Les Bandits tragiques ou la bande à Bonnot PDF

Il fut le meneur de ce que la presse appela la  bande à Bonnot , un groupe illégaliste ayant multiplié les braquages et les meurtres en 1911 et 1912. Sa mère meurt le 23 janvier 1887 à Besançon alors qu’il n’a que dix ans. Le père de Jules, ouvrier fondeur, doit alors assumer seul l’éducation les Bandits tragiques ou la bande à Bonnot PDF garçon. Il n’est pas très motivé par ce travail pénible et se dispute souvent avec ses patrons successifs.


Depuis quelque temps, un nom fort peu connu du public, ou bien oublié, le nom d’Eugène Dieudonné est revenu souvent, très souvent, sous la plume de nombreux écrivains et journalistes.

Qu’est Dieudonné ?

Un bandit !… Un forçat !…

Un des malfaiteurs tragiques dont les exploits sanglants suscitèrent, pendant des mois, une curiosité mêlée d’épouvante.
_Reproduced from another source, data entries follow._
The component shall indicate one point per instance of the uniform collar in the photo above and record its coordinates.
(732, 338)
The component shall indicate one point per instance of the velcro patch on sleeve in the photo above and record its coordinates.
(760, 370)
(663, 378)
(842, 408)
Un anarchiste faisant partie de ce qu’on a appelé la bande à Bonnot, encore que Bonnot, vulgaire criminel de droit commun, ne fut jamais, comme on a voulu le croire, l’âme véritable, l’organisateur et le chef reconnu de ces légendaires meurtriers : les Bandits en auto.

C’est parce qu’il avait connu, par hasard, ce Bonnot et parce qu’il était mêlé au mouvement anarchiste illégaliste qu’en dépit de tous les témoignages et des preuves accumulées de son innocence, Dieudonné s’est vu condamner, à mort d’abord ; puis au bagne à perpétuité.

Ce qui a pu attirer particulièrement l’attention sur cette victime, ce sont, pour commencer, les reportages de nos confrères Albert Londres et Louis Roubaud, lesquels ont pu le joindre là-bas et lui arracher quelques mots. Puis le manuscrit adressé à M. Chanel, gouverneur de la Guyane, contenant les souvenirs du forçat innocent.

Ces souvenirs, je les ai eus sous les yeux et l’on a bien voulu me confier le soin de les voir de près. Je les ai lus avec émotion. Oh ! l’écriture en était maladroite, quelque peu ingénue, mais combien éloquente par instants et d’une éloquence terrible.